Just over 2,800 beneficiaries had clinician-adjudicated ADRD and 3,282 beneficiaries had a qualifying ADRD diagnostic code under the HCC. Among the beneficiaries with ADRD HCCs, 34 percent did not have clinician-adjudicated ADRD and were classified as false positives.

For the HCC claims-based indicator of ADRD, there was a 3.2 percent false-positive rate and a 22.7 percent false-negative rate. This indicator was 66.1 percent likely to correctly identify a positive case of ADRD and 98.1 percent likely to identify a negative case of ADRD.

Researchers analyzed predicted and observed expenditures for beneficiaries with true- and false-positive and true- and false-negative ADRD HCCs.

Predicted spending for false negatives was $18,347 lower than observed expenditures, while predicted spending for false positives was $7,998 higher than observed expenditures. This suggests that ADRD risk adjustment could provide a financial incentive for Medicare Advantage plans and ACOs

The observed expenditures for false negatives exceeded those of true positives by $14,619 per beneficiary, researchers found.

Risk-adjustment scores differed for these subgroups. The average score for the entire beneficiary population was 1.08, while true negatives had the lowest score of 0.99.

Once the ADRD weight was removed, scores in the false-positive subgroup were 15 percent lower than the observed scores. Corrected scores for false negatives were 22 percent higher than observed scores.

Among beneficiaries with clinician-adjudicated ADRD, true positives (2.15) had a higher average prospective risk-adjustment score compared to false negatives (1.63).

After reclassifying false-negative beneficiaries as true positives, the average risk-adjustment score among beneficiaries with clinician-adjudicated ADRD increased by 9 percent to 2.07. If risk adjustment for ADRD helped reduce false negatives, this indicates that expenditure benchmarks for beneficiaries with ADRD would grow by 9 percent.

“Incorporating ADRD HCCs into risk adjustment creates incentives for providers to increase the use of ADRD International Classification of Diseases codes in claims, resulting in a concomitant increase in the false-positive rate and decrease in the false-negative rate of cases ascertained using the HCC definition,” researchers wrote.

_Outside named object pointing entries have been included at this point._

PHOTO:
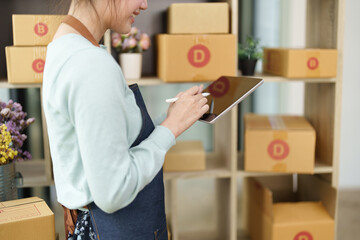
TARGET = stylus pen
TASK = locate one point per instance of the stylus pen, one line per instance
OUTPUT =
(170, 100)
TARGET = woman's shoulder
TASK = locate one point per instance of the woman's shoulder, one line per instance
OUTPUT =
(78, 51)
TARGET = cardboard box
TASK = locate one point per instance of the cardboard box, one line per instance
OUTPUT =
(276, 212)
(25, 64)
(196, 57)
(34, 30)
(185, 156)
(279, 144)
(197, 18)
(28, 218)
(300, 63)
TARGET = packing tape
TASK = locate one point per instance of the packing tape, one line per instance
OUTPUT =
(39, 55)
(279, 167)
(279, 126)
(313, 63)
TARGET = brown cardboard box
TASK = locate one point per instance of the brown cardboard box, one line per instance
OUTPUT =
(28, 218)
(279, 144)
(34, 30)
(25, 64)
(185, 156)
(196, 57)
(300, 63)
(277, 213)
(197, 18)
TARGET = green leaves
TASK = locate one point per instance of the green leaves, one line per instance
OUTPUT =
(251, 50)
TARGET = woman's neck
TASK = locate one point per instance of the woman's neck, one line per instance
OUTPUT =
(87, 15)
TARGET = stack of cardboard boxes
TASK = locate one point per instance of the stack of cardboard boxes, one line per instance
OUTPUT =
(300, 63)
(31, 34)
(28, 218)
(279, 208)
(198, 46)
(277, 212)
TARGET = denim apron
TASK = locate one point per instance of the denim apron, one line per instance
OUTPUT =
(144, 218)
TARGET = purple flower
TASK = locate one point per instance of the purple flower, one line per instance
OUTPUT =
(5, 112)
(13, 116)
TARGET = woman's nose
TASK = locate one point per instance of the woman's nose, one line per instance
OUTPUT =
(143, 5)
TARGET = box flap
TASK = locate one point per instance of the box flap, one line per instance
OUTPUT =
(276, 122)
(261, 197)
(300, 212)
(19, 202)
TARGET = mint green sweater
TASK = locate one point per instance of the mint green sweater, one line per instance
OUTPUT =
(92, 120)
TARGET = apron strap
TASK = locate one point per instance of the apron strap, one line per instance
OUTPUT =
(78, 26)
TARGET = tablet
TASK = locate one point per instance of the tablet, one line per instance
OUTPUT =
(227, 92)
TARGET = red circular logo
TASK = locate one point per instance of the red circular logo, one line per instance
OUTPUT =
(303, 236)
(313, 63)
(220, 87)
(278, 149)
(199, 56)
(41, 29)
(38, 65)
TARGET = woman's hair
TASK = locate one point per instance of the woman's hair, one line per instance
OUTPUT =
(64, 5)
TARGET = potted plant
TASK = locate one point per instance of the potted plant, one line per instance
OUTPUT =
(130, 47)
(12, 124)
(248, 55)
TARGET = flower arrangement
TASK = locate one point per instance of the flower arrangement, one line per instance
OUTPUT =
(12, 124)
(133, 42)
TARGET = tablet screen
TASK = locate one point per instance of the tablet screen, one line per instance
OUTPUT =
(227, 92)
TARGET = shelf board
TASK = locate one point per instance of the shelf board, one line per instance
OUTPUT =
(33, 172)
(320, 168)
(155, 81)
(214, 169)
(208, 235)
(4, 84)
(275, 78)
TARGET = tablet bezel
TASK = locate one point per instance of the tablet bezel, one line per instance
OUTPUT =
(241, 98)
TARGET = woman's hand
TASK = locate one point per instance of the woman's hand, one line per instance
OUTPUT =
(183, 113)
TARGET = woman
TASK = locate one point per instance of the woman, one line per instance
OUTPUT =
(107, 154)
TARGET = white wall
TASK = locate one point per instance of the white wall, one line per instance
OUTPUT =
(350, 125)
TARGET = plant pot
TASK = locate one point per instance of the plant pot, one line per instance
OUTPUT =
(131, 65)
(8, 190)
(247, 66)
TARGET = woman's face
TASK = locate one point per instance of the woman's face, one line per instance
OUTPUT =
(123, 13)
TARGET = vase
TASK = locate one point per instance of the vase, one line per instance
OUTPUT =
(8, 190)
(131, 65)
(247, 66)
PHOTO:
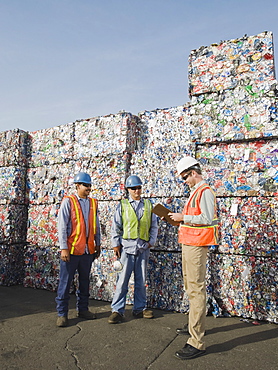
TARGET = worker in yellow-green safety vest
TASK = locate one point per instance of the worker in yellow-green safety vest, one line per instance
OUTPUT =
(79, 239)
(134, 232)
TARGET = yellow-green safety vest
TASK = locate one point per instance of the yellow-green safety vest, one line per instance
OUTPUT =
(132, 227)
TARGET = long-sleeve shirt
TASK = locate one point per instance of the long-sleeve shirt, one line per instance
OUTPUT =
(64, 221)
(207, 204)
(132, 246)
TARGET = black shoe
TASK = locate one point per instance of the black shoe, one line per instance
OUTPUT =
(115, 318)
(182, 331)
(188, 352)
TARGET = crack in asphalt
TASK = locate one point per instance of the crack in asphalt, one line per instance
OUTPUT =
(72, 352)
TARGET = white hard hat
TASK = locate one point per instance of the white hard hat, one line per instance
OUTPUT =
(185, 163)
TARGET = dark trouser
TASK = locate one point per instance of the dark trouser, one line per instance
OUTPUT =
(82, 264)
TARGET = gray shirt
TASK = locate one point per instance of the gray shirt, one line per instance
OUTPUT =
(132, 246)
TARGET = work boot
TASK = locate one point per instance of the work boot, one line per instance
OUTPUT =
(88, 315)
(115, 318)
(146, 314)
(182, 331)
(62, 321)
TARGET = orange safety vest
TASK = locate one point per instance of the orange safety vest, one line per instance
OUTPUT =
(198, 235)
(77, 240)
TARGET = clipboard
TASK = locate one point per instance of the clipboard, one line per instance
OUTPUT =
(162, 211)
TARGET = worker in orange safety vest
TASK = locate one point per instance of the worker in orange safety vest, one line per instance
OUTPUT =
(198, 229)
(79, 239)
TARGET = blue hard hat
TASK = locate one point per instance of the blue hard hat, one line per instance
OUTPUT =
(133, 180)
(82, 177)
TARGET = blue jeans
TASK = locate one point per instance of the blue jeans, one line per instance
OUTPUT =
(137, 264)
(82, 264)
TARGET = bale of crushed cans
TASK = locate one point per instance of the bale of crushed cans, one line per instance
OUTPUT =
(230, 125)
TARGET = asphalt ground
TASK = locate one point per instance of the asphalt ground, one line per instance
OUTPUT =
(30, 339)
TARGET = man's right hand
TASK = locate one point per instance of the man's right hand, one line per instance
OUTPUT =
(65, 256)
(117, 251)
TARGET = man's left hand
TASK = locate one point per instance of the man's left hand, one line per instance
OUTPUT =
(97, 251)
(176, 216)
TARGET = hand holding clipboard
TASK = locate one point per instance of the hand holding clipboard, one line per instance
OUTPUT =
(162, 211)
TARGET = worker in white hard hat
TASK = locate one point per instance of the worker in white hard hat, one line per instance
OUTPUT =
(198, 229)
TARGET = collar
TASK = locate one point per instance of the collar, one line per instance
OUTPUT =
(197, 185)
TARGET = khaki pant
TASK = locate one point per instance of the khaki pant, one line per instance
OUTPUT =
(194, 272)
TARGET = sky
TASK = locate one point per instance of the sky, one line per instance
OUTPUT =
(65, 60)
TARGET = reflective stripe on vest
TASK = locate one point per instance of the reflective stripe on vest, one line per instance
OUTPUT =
(132, 227)
(77, 241)
(198, 235)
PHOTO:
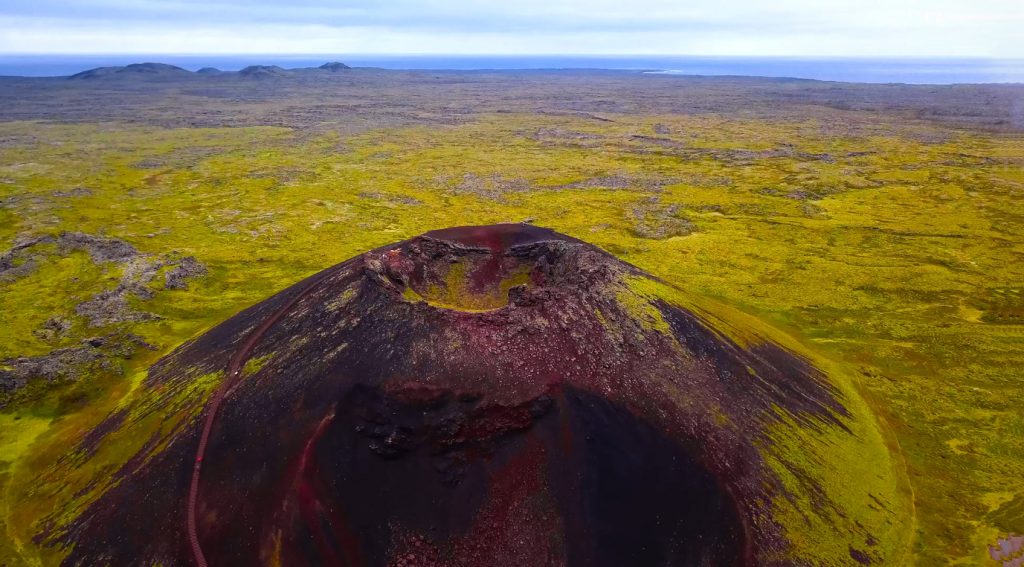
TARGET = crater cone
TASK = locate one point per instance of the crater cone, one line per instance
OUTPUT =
(491, 396)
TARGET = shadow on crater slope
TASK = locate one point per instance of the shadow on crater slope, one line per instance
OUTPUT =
(498, 395)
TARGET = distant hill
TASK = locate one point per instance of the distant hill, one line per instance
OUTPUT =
(151, 69)
(262, 71)
(164, 70)
(334, 67)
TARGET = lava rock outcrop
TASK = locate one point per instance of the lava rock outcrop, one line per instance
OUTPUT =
(485, 396)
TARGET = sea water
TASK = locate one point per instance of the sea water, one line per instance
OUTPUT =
(915, 71)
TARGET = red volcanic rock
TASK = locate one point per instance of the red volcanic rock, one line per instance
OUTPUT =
(476, 396)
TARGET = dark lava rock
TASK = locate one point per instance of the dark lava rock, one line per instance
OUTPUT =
(487, 396)
(334, 67)
(187, 268)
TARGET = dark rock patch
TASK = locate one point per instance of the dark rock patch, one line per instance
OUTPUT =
(407, 408)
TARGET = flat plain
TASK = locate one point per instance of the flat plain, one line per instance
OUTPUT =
(880, 225)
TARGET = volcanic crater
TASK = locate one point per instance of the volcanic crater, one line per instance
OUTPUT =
(474, 396)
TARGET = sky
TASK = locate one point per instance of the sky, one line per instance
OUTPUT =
(799, 28)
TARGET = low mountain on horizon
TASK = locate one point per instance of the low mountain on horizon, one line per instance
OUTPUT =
(150, 69)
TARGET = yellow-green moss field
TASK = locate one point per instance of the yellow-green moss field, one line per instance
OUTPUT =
(894, 252)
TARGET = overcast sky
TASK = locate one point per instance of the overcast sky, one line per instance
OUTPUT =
(852, 28)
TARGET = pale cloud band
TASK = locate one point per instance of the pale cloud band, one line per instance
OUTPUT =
(852, 28)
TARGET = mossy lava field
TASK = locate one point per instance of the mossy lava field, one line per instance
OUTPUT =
(442, 318)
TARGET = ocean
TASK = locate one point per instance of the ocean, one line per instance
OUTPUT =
(913, 71)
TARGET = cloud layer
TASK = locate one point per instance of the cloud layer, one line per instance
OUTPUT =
(853, 28)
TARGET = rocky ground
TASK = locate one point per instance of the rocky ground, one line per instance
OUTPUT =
(879, 225)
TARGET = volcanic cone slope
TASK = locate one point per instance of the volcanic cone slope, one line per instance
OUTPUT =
(499, 395)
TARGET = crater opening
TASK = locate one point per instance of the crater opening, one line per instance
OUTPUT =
(468, 280)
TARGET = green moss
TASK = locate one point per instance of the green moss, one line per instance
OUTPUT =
(897, 258)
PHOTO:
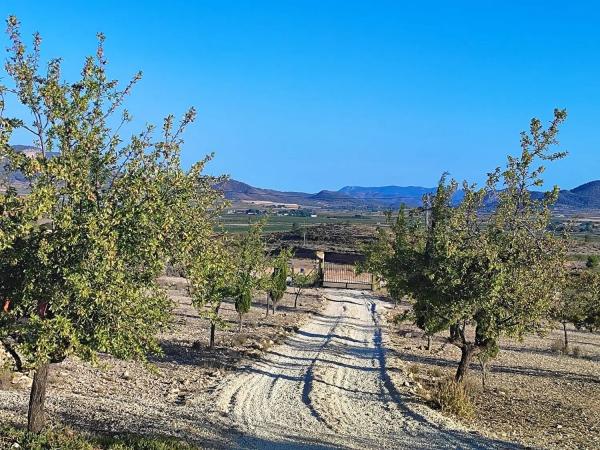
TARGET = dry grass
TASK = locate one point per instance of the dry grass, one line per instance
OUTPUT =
(453, 398)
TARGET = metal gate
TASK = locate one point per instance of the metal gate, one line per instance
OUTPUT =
(345, 276)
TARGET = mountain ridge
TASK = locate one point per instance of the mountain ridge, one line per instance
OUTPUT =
(584, 196)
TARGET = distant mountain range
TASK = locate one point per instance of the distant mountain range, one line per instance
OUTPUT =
(586, 196)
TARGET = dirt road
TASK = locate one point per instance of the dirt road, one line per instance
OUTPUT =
(327, 387)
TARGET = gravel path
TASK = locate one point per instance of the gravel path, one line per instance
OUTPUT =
(327, 387)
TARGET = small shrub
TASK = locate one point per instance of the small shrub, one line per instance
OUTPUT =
(453, 398)
(5, 379)
(558, 346)
(592, 261)
(413, 368)
(436, 372)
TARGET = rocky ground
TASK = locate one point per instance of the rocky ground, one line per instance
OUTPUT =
(356, 377)
(172, 395)
(534, 395)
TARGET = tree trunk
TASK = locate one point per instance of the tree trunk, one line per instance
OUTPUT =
(36, 417)
(267, 312)
(484, 372)
(213, 327)
(467, 352)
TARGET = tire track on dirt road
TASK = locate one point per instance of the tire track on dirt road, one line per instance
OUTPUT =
(327, 387)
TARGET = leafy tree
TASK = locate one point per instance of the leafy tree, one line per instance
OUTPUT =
(570, 305)
(301, 281)
(580, 302)
(80, 253)
(391, 255)
(485, 279)
(250, 263)
(278, 282)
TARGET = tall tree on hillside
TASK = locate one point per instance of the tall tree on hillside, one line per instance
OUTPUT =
(484, 280)
(80, 253)
(250, 263)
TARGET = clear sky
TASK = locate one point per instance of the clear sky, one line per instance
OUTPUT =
(309, 95)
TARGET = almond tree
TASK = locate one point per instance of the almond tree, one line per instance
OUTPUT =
(249, 267)
(301, 281)
(277, 283)
(80, 253)
(211, 277)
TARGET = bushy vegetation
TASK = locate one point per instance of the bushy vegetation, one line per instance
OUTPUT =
(65, 439)
(453, 398)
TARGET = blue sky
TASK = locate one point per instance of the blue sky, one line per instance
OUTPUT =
(309, 95)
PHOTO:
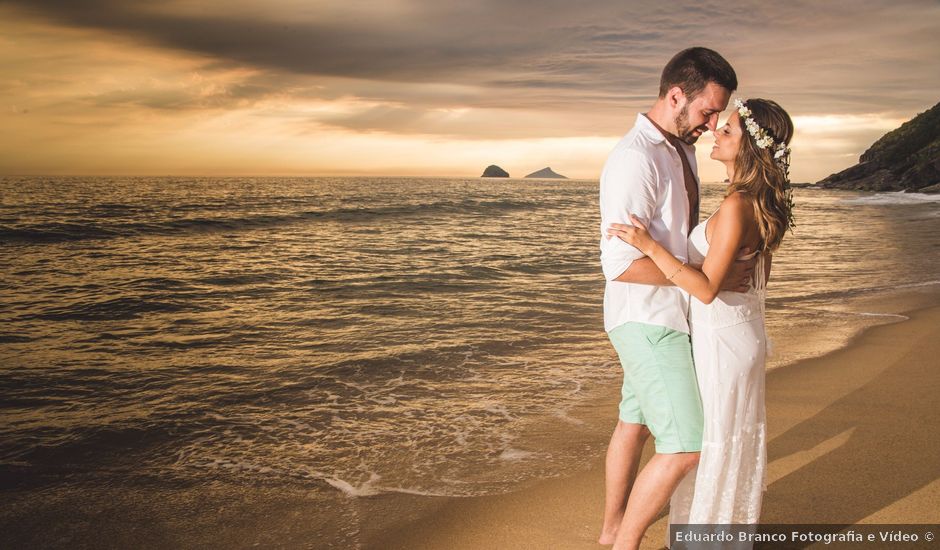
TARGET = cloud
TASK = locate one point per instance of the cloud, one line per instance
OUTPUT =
(467, 71)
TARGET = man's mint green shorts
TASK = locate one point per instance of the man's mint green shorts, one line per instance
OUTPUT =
(659, 385)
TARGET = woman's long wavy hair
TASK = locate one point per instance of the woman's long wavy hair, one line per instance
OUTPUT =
(758, 175)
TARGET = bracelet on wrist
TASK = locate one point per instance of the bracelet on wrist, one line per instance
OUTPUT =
(676, 272)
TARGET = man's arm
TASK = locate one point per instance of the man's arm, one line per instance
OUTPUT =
(643, 272)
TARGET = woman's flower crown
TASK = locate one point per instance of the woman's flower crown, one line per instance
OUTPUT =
(781, 152)
(762, 137)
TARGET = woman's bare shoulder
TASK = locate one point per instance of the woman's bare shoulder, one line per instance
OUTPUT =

However, changes in coding behavior in traditional Medicare could alter the weight assigned to patients with ADRD, which would increase Medicare spending in Medicare Advantage. In return, reimbursement for other diagnoses would decrease due to budget neutrality.

“Although risk adjustment for ADRD should reduce underdiagnosis, which may improve clinical management, its influence on false-negative and false-positive diagnoses has the potential to considerably increase total Medicare expenditures and the distribution of risk-adjustment weights across HCCs,” the study concluded.